Naarn: Glaubensabende helfen, sich in Gott zu verwurzeln
Ausgabe: 2002/11, Naarn, Glaubensabend, Glaubensseminar, Zauner, Michal
12.03.2002
- Josef Wallner
Glaubensseminare sind für den Naarner Pfarrer Johann Zauner jene Veranstaltungen, aus denen am meisten Frucht wächst: für die Leute persönlich und für die Kirche.

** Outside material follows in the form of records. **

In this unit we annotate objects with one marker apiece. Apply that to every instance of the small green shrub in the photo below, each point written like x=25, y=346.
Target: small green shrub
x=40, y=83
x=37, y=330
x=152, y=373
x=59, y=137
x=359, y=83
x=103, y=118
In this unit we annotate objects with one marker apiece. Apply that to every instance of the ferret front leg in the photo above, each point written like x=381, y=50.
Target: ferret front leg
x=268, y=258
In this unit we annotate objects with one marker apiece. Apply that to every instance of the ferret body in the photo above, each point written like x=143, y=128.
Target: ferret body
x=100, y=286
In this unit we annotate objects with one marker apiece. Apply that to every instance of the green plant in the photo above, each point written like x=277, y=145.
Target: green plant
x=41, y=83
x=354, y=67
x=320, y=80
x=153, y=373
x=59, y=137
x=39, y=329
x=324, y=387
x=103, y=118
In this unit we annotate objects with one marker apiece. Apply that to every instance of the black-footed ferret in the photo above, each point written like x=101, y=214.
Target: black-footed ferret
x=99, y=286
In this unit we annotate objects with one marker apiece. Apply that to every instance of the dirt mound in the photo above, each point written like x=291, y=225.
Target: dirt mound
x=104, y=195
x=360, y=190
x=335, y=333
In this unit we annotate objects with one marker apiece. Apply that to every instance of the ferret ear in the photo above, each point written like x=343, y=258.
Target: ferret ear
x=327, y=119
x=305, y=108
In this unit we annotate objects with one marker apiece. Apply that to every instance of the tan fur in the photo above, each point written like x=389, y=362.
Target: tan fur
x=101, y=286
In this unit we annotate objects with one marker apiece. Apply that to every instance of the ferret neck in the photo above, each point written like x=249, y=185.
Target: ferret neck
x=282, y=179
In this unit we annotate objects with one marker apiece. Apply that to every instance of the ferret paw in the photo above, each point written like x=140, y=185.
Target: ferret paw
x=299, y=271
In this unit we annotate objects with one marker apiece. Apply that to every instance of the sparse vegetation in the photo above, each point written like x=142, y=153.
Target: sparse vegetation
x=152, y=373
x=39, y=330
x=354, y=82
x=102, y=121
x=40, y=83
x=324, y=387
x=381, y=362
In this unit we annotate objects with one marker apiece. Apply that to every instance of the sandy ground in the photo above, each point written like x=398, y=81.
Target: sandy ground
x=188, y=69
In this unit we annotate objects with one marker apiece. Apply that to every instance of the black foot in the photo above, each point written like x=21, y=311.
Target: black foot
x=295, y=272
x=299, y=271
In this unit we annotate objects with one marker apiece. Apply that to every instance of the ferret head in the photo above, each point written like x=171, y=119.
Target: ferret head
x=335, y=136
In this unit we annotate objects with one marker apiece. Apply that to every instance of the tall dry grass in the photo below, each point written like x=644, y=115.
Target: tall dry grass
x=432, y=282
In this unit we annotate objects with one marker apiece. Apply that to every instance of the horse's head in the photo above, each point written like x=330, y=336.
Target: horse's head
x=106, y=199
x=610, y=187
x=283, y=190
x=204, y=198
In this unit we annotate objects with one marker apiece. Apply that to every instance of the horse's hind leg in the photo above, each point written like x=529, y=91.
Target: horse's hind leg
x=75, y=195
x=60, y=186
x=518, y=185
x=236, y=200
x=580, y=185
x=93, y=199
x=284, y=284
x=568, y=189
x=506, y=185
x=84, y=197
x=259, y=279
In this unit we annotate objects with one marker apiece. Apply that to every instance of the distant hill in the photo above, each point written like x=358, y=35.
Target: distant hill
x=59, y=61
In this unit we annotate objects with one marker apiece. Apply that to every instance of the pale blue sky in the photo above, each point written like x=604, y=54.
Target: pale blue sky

Wer sich unter den Teilnehmer/innen am derzeit laufenden Glaubenskurs umhört, kann dem Pfarrer nur beipflichten. Obwohl das Seminar zwei Monate dauert und wöchentlich ein Treffen umfasst, kommen regelmäßig sechzig Männer und Frauen aus Naarn, Perg und den umliegenden Pfarren. Unter ihnen viele junge Erwachsene. Und alle sind von den Angeboten zur Glaubensvertiefung und -erneuerung beeindruckt.
Was andere denken
Johann Rafetseder ist Mechaniker, 32 Jahre alt: „Ich nehme teil, um meine Beziehung mit Gott zu vertiefen. Jeder der fünf Abende, die wir bisher gehabt haben, war sehr interessant.“ Auch die Diskussionsrunden, die nach einem Referat fixer Bestandteil jedes Kursteils sind, möchte er nicht missen: „Da hört man auch, was andere denken.“Wie Rafetseder gehört der Landwirt Josef Lichtenberger einem Gebetskreis an. Die bisherigen Treffen haben ihm mehr Weitblick eröffnet und „Gott auch aus anderen Perspektiven sehen lassen“. Diese neuen Gedankenanstöße wirken in seinem Gebetskreis weiter: „Es ist gut, dass man nicht nur im eigenen Saft schmort und nicht nur um die eigenen Vorstellungen kreist.“ „Was ich über den Glauben weiß, ist zu wenig“, erklärt Bianca Schedelberger den Grund, warum sie am Seminar teilnimmt. Eine besondere Bedeutung hat der Glaubenskurs für eine 67-jährige Naarnerin: Sie bereitet sich auf ihre Taufe vor. „Ich bin gern beim Seminar. Es ist schön, da lernt man für das Leben“, sagt sie freundlich lächelnd. Nach einer schweren Zeit der Kindheit in Dresden und mehreren verschiedenen Wohnorten ist sie vor sieben Jahren nach Naarn gekommen. Hier hat sie menschlich Wurzeln geschlagen – und nun beginnt sie, sich auch religiös zu beheimaten: „Nachdem ich nie in den Religionsunterricht gegangen bin, kannte ich nicht einmal das Vaterunser. Aber das lerne ich jetzt schön langsam.“
Denken, reden, beten
Der Glaubenskurs „Komm und sieh“, nach dem in Naarn gearbeitet wird, ist von der Spiritulaität der charismatischen Erneuerungsbewegung inspiriert. Jeder der acht Abende wird von jeweils einem Referenten aus der Region gestaltet.
Der Themenbogen bildet eine kurz gefasste Einführung in den Glauben und in das Leben aus dem Glauben. Der Kurs will Lebensfragen beantworten und die Freude an Gott stärken. Das Seminar und die Impulse zur täglichen Meditation wollen zu einem „lebendigen Christsein“ helfen, so Pfarrer Zauner.